Yüksek Kurul’a, Yargıtay’dan Danıştay’dan üye girsin ama, çoğunluk bunlarda olmasın. Üye sayısı da artmalı ki, bugün beş kişiden ikisi ayarlandığı zaman, bakan her şeyi yapabiliyor ama, Kurul 15-20 kişi olursa bunları ayarlamak zorlaşır.

Sevgili okurlar, biliyorum bunlar çok acı şeyler, ama önemli olan yargıç güvencesi, yargı bağımsızlığıdır. Bunu sağlamak için ne yapsak azdır.

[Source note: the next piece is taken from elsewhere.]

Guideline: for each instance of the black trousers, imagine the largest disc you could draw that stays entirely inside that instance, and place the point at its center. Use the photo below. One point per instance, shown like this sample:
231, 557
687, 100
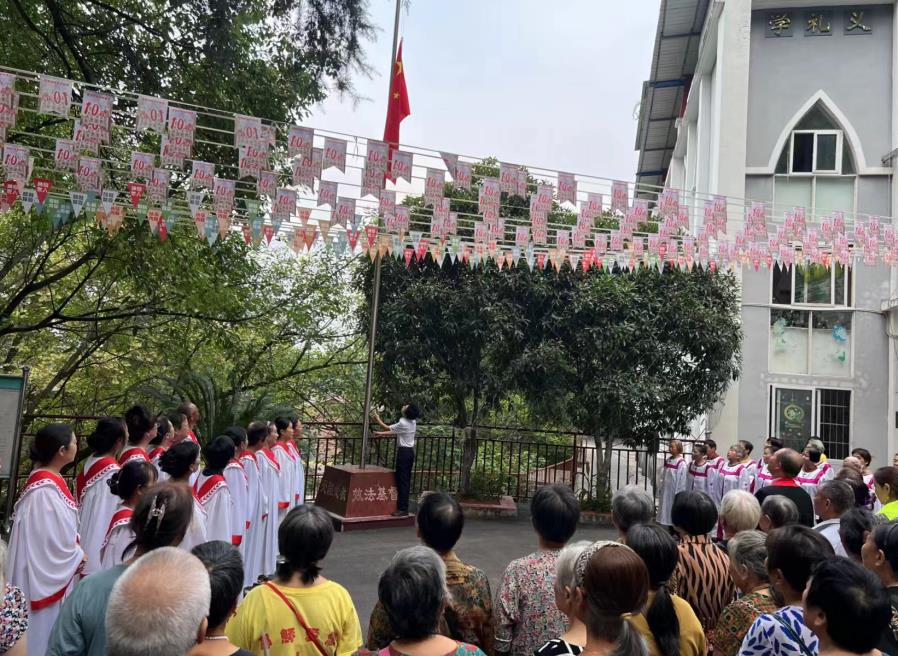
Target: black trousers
405, 460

Yargıtay ‘dan, Danıştay’dan birer kat fazla aday adayı seçilince. Cumhurbaşkanlığı’na yollanabilmesi için, bu adlar Adalet Bakanlığı’na geliyor. Çankaya’ya bunları Adalet Bakanlığı iletiyor. Bu konuda yasada deniyor ki: “Kaç oyla seçildiği, kaçıncı turda seçildiği, hangisinin önce seçildiği belirtilmeyecek” ki, Cumhurbaşkanı istediğini seçsin! Hacı TÖ, bunun en kötü örneğini Anayasa Mahkemesi’ne üye seçerken göstermedi mı? Evinde uzgöreç (televizyon) seyretmeyeni seçmedi mi?

Kurul üyeleri, kendilerini seçip gönderen gerek Yargıtay, gerek Danıştay üyelerine hiçbir biçimde borçlu olmamalıdırlar. Sonra, bakanın, müsteşarın ne işleri var orada? Bir siyasal parti elemanının derdi günü “kadrolaşmak” olan eski gezici vaizin ne işi var?

Kimse kimseyi kandırmaya çalışmasın. Hiçbir kurum ya da kuruluş, hiçbir kişi, içinde bulunduğu ortamdan kendisini soyutlayamaz. Az çok etkilenir...

DÜZELTME: 12 kasım salı günü çıkan Ankara Notları’nda ilk paragrafta, inceleme yargıcı N.A.’nın; Ankara İcra Yardımcı Yargıçlığı’na verildiğini yazmıştım; Ankara 2. Ticaret Mahkemesi üyeliğine getirilmiş. Düzeltirim.